Personal information
- Born: January 24, 1954 (age 72) Huntsville, Alabama, U.S.

Career information
- High school: Lee (Huntsville)
- College: University of Tennessee
- NFL draft: 1975: 12th round, 306th overall pick

Career history
- 1975–1980: Ottawa Rough Riders
- 1981–1986: Toronto Argonauts
- 1987: BC Lions

Awards and highlights
- 2× Grey Cup champion (1976, 1983); Most Outstanding Player (1982); Jeff Russel Memorial Trophy (1982); CFL All-Star (1982); 3× CFL East All-Star (1978, 1982, 1983); First-team All-SEC (1973); Tennessee Sports Hall of Fame;

Career CFL statistics
- Games played: 181
- Comp–Att: 1,710–3,013
- Completion %: 56.8
- Passing yards: 25,193
- TD–INT: 155–94
- Passer rating: 88.4
- Canadian Football Hall of Fame (Class of 1999)

= Condredge Holloway =

American gridiron football player (born 1954)

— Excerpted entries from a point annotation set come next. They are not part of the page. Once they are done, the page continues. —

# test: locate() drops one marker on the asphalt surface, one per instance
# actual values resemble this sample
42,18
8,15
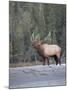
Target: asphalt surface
37,76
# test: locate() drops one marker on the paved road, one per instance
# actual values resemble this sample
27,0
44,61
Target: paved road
35,76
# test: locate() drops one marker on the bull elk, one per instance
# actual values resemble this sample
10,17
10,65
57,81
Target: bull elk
47,50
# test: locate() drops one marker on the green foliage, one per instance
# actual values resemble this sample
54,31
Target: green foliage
29,21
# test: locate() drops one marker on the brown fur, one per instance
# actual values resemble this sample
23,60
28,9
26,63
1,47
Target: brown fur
46,51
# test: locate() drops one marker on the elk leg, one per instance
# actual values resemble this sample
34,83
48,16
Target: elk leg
44,59
59,61
56,59
48,60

Condredge Holloway Jr. (born January 25, 1954) is an American former quarterback for the University of Tennessee and later in the Canadian Football League (CFL). Holloway was one of the first African-American quarterbacks to receive national exposure. His nickname at Tennessee was the "Artful Dodger".

==Early life and college==
Holloway was born to Condredge Holloway Sr., and Dorothy Holloway. Condredge's grandfather on his father's side was born a slave, but was emancipated as a child in 1865. Dorothy was hired to work at the Marshall Space Flight Center in Huntsville in 1962.

Holloway starred as a high school baseball player at Lee High School in Huntsville, where he was named to the ABCA High School All-America Baseball Team. He was selected as a shortstop by the Montreal Expos in the 1971 Major League Baseball draft. Holloway was Montreal's first pick, and he was the fourth player selected overall. However, Holloway's mother, insisting her son attend college, refused to sign the contract (Condredge was 17, too young to sign a contract under Alabama law) and instead he went to Tennessee. In so doing Holloway became the first African-American to start at the quarterback position in a Southeastern Conference school. In addition to being the first black quarterback at Tennessee and in the Southeastern Conference, Holloway also was the first black baseball player in Tennessee history. The outstanding prospect bypassed a baseball career, and Holloway opted instead for a two-sport collegiate career and went on to excel on the diamond. He garnered All-SEC and All-America honors as a shortstop in 1975 and finished with a .353 career batting average. Holloway — still the owner of Tennessee's longest hitting streak at 27 games — was selected to Tennessee's All-Century Baseball Team, making him the only Tennessee student-athlete named to all-century squads in both baseball and football.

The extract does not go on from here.